In un lungo corridoio nella scuola che li ospitava si incontrarono, si fissarono per un po’ e alla fine si riconobbero per quello che erano: fratelli. Si strinsero in un abbraccio e rimasero ore in mezzo agli altri a riprendere i fili delle loro vite, a ricucire passaggi, a cercare di capirci qualcosa, a ritrovarsi. Perché nonostante tutto erano ancora quei bambini di otto anni, spaventati e sballottati di qua e di là. E a nessuno dei due importava del concorso e del perché erano lì. L’unica cosa davvero importante era essersi ritrovati dopo tanto tempo. Ed era un peccato non sapere più nulla dei propri genitori, speravano che qualcuno li avesse aiutati, ma avevano per le mani solo congetture.
Dopo aver colmato il vuoto di anni si scambiarono i loro lavori per ricevere il commento dell’altro. Entrambi i lavori parlavano di loro e delle loro avventure e in entrambi la protagonista era la loro nave bianca. Per un po’ rimasero ad osservare il disegno di Nico e a rivivere i loro ricordi.
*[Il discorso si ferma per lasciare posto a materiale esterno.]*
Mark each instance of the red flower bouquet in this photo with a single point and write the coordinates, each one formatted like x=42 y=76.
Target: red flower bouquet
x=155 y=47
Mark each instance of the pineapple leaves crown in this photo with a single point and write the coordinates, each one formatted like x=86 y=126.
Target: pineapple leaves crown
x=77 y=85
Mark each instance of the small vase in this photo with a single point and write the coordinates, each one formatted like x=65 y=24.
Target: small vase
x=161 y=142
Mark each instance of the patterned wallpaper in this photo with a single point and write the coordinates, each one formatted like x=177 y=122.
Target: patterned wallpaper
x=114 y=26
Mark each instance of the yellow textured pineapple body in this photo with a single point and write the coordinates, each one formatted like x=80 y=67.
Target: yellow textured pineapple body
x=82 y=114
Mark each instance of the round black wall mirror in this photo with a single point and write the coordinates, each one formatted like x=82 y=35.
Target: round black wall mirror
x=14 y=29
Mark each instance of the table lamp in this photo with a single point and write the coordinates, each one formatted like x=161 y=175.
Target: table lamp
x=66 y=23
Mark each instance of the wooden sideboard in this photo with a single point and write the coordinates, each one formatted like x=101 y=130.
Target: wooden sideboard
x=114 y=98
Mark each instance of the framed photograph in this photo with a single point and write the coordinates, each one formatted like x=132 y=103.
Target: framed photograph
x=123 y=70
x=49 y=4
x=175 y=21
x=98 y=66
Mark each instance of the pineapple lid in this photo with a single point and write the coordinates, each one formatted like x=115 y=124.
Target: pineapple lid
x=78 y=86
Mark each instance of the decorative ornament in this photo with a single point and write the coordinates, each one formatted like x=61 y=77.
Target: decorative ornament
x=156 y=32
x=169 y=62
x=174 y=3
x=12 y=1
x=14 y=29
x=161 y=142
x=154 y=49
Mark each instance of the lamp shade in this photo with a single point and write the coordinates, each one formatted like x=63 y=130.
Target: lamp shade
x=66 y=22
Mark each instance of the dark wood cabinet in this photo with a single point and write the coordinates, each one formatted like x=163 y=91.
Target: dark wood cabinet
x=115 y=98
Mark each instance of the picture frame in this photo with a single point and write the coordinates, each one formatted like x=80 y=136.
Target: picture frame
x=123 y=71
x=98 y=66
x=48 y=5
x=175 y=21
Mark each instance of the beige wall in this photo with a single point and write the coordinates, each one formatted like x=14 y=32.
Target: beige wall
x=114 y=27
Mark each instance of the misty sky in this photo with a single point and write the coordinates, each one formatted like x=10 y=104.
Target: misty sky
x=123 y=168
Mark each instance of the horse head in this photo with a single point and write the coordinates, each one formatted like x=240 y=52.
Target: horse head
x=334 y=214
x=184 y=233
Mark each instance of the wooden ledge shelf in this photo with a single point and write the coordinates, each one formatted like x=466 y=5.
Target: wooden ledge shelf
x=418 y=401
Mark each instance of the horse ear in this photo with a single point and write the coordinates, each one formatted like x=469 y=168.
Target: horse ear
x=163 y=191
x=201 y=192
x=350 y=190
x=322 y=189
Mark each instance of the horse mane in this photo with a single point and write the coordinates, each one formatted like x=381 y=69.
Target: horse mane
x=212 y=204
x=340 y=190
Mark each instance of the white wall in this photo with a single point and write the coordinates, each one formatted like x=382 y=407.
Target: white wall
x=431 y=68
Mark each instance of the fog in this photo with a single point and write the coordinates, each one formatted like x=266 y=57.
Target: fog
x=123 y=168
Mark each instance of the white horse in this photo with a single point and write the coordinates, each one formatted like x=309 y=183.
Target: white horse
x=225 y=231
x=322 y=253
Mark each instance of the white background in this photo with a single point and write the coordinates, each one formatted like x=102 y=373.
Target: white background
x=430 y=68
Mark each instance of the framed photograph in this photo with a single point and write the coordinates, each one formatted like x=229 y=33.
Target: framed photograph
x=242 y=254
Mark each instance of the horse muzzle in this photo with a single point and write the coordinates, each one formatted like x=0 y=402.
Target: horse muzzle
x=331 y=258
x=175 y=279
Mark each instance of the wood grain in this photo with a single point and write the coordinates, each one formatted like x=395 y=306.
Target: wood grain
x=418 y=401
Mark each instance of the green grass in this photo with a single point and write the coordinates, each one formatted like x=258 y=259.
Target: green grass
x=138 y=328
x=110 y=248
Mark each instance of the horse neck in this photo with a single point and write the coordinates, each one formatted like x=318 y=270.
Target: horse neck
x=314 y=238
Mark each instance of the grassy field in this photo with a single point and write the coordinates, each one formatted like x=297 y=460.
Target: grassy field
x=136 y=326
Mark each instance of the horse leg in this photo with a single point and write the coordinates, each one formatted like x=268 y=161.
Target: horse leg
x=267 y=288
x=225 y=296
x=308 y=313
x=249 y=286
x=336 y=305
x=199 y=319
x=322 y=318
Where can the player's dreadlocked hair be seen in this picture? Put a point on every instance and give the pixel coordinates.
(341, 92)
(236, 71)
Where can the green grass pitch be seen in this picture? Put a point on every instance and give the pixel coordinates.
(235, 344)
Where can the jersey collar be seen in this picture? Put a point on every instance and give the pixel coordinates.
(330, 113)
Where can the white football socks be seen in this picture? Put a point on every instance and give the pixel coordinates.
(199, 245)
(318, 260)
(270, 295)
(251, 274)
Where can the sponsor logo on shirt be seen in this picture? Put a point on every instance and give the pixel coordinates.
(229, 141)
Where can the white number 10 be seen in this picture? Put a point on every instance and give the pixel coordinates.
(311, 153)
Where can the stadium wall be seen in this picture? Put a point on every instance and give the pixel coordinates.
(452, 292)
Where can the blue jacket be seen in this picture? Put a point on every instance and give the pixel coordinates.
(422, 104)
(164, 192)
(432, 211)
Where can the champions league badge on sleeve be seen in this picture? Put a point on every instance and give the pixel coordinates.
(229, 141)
Ad un tratto entrambi vennero colti da un’illuminazione e iniziarono insieme.
- Come ho fatto a non pensarci prima è…
- Ma certo è…
- Un frigorifero – conclusero insieme, fissandosi meravigliati e scoppiando a ridere. Si abbracciarono e dopo un attimo di serietà Nico annunciò:
- Non è un semplice frigorifero. E’ la nostra frigonave!
E la loro frigonave li aiutò sempre ad attraversare il mare delle loro vite.